The education in relation to Nazism of German children since the second world war has interested me greatly since I emigrated here, but I still don’t know much about it. I have had only a few clumsy, probably tipsy conversations about the issue because it feels taboo. Even if it isn’t taboo, it is, for Germans at least, a boring topic of conversation, and one best avoided. Still, Nazism remains an issue in Germany and there are very real groups of Nazis active throughout Germany (as well as much of the rest of Europe), even though, as far as I have gleaned, German children are thoroughly indoctrinated to comprehensively and automatically reject Nazism in all its disguises.

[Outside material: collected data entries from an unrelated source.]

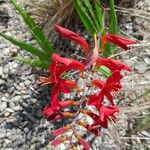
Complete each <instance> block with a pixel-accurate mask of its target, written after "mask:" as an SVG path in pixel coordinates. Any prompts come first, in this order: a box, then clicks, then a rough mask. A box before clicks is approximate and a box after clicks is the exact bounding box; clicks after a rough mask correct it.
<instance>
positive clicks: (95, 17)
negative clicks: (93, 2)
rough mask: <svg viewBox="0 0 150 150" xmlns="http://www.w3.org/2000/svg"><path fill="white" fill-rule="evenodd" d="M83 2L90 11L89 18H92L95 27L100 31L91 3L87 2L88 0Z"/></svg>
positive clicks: (95, 15) (98, 24)
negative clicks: (90, 17) (83, 2)
mask: <svg viewBox="0 0 150 150" xmlns="http://www.w3.org/2000/svg"><path fill="white" fill-rule="evenodd" d="M83 2H84V3H85V5H86V7H87V8H88V11H89V12H90V14H91V16H92V18H91V19H93V22H94V24H95V27H96V29H97V30H98V31H100V26H99V24H98V20H97V17H96V15H95V12H94V10H93V8H92V5H91V3H90V2H89V0H84V1H83Z"/></svg>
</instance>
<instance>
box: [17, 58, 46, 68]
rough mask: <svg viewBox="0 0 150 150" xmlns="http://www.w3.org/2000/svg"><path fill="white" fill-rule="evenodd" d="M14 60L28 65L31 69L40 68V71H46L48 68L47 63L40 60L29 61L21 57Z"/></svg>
mask: <svg viewBox="0 0 150 150" xmlns="http://www.w3.org/2000/svg"><path fill="white" fill-rule="evenodd" d="M16 60H18V61H20V62H22V63H24V64H28V65H31V66H33V67H37V68H41V69H47V68H48V66H49V64H48V63H46V62H45V63H44V62H41V61H40V60H31V59H28V58H23V57H16Z"/></svg>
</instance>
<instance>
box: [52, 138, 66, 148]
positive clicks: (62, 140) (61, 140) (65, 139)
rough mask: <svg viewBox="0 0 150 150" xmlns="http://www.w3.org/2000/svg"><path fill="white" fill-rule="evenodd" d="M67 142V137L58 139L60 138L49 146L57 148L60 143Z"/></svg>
mask: <svg viewBox="0 0 150 150" xmlns="http://www.w3.org/2000/svg"><path fill="white" fill-rule="evenodd" d="M67 140H68V138H67V137H60V138H57V139H55V140H54V141H53V142H52V143H51V145H52V146H57V145H58V144H61V143H62V142H64V141H67Z"/></svg>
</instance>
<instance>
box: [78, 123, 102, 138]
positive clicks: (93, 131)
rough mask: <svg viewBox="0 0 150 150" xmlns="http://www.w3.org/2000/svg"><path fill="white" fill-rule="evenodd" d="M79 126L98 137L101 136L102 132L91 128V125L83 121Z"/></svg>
mask: <svg viewBox="0 0 150 150" xmlns="http://www.w3.org/2000/svg"><path fill="white" fill-rule="evenodd" d="M79 124H80V125H81V126H83V127H84V128H86V129H87V130H88V131H89V132H91V133H93V134H95V135H96V136H99V135H100V132H99V131H98V130H97V129H96V128H94V127H92V126H90V125H89V124H87V123H85V122H81V121H80V122H79Z"/></svg>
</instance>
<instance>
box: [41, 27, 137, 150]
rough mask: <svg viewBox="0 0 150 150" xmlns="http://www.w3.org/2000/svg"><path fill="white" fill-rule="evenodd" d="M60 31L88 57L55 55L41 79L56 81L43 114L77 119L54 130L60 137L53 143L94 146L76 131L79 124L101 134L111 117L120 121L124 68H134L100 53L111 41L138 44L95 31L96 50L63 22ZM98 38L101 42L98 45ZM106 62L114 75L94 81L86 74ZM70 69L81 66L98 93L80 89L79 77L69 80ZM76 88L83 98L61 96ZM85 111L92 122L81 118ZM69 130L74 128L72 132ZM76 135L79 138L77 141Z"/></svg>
mask: <svg viewBox="0 0 150 150" xmlns="http://www.w3.org/2000/svg"><path fill="white" fill-rule="evenodd" d="M54 28H55V30H56V31H57V32H58V34H59V35H60V36H62V37H64V38H66V39H69V40H72V41H74V42H76V43H77V44H79V45H80V46H81V48H82V49H83V50H84V53H85V57H86V58H85V61H82V62H80V61H78V60H74V59H68V58H64V57H61V56H59V55H58V54H53V55H52V63H51V64H50V66H49V72H50V76H49V77H40V78H39V82H40V84H42V85H46V84H52V85H53V86H52V90H51V98H50V104H49V106H47V107H46V108H44V110H43V115H44V116H46V117H47V120H48V121H54V120H58V119H61V118H64V117H72V118H73V119H72V120H73V121H72V122H71V123H70V124H69V125H67V126H65V127H62V128H59V129H57V130H55V131H54V133H53V136H57V138H56V139H55V140H54V141H53V142H52V143H51V144H52V145H54V146H56V145H58V144H60V143H62V142H66V141H70V143H71V146H72V149H74V150H75V149H77V147H76V146H77V144H78V143H80V144H81V145H82V146H83V147H84V149H86V150H88V149H89V148H90V146H89V144H88V143H87V141H86V140H85V139H83V138H82V136H81V135H79V134H78V133H77V131H76V126H82V127H84V128H85V129H87V131H88V132H90V133H92V134H94V135H96V136H98V135H100V130H99V129H100V128H101V127H103V128H108V121H109V120H110V121H113V122H115V121H116V116H115V114H116V113H118V112H119V108H118V107H117V106H116V105H115V101H114V98H113V95H114V94H115V93H116V92H118V91H119V90H120V89H121V87H122V85H121V79H122V78H123V76H122V75H121V71H122V70H126V71H131V69H130V67H128V66H127V65H126V64H124V63H122V62H120V61H118V60H114V59H111V58H103V57H99V51H103V49H104V46H105V44H106V43H108V42H111V43H113V44H115V45H116V46H119V47H121V48H122V49H124V50H127V49H128V48H129V47H128V45H131V44H135V43H136V42H135V41H133V40H128V39H126V38H122V37H120V36H118V35H112V34H105V35H104V36H102V37H98V36H96V35H95V47H94V49H93V52H92V53H90V52H89V45H88V44H87V42H86V41H85V39H84V38H82V37H81V36H79V35H77V34H76V33H74V32H72V31H70V30H68V29H65V28H63V27H61V26H59V25H55V26H54ZM98 40H99V41H100V43H101V45H100V46H98V44H97V43H98ZM101 66H105V67H107V68H108V69H109V70H110V72H111V75H110V76H108V78H107V79H105V80H104V79H103V80H99V79H94V80H92V81H91V83H90V85H89V83H88V82H87V80H86V78H87V77H88V74H89V72H91V71H94V72H96V71H97V68H99V67H101ZM70 70H77V73H82V77H83V78H84V79H85V82H86V83H85V85H86V86H87V87H88V89H89V90H90V88H93V87H96V88H97V89H98V90H97V91H98V92H97V93H94V94H92V95H87V94H86V93H85V91H84V89H80V85H77V83H76V82H75V81H72V80H68V79H66V78H64V77H63V74H64V73H65V72H68V71H70ZM72 90H75V91H76V92H78V93H80V94H81V99H80V100H64V101H61V100H60V99H59V94H60V93H71V92H72ZM72 105H77V106H78V111H77V112H76V113H72V112H66V111H63V109H64V108H66V107H69V106H72ZM88 106H92V107H94V108H95V109H96V110H97V113H95V112H93V111H92V110H89V109H88ZM81 114H82V115H85V116H89V117H91V118H92V120H93V123H92V124H89V123H88V122H86V121H85V120H83V121H82V120H81V119H79V115H81ZM67 132H72V134H71V136H70V135H69V134H67ZM73 137H74V138H75V139H76V142H73V140H72V139H73Z"/></svg>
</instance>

It seems to me that anti-Nazism is not simply a principle that should be learned by rote. Turning Nazism into an absolute – perhaps the absolute – political taboo only turns one of the great lessons of human history into a lesson which we cannot teach, and from which our children cannot learn. Similarly, if we fail to sympathise with the other great villains of the 20th Century – Stalin, Mao, Pol Pot – if we fail to understand the way these ideologues saw themselves, likely as agents of good, contributing to a greater cause even while they ordered, orchestrated and oversaw the murders of millions, we risk falling into the very same traps ourselves. Are our wars so just? Are we really on the right side of history? I believe we are, but unless we put ourselves on the same level as Stalin and Pol Pot and ultimately Hitler by recognising that they, like us, were human beings, until we sympathise with them and interrogate our own ideological motivations, we have no grounds for the assumption that we are the good guys and they are the bad.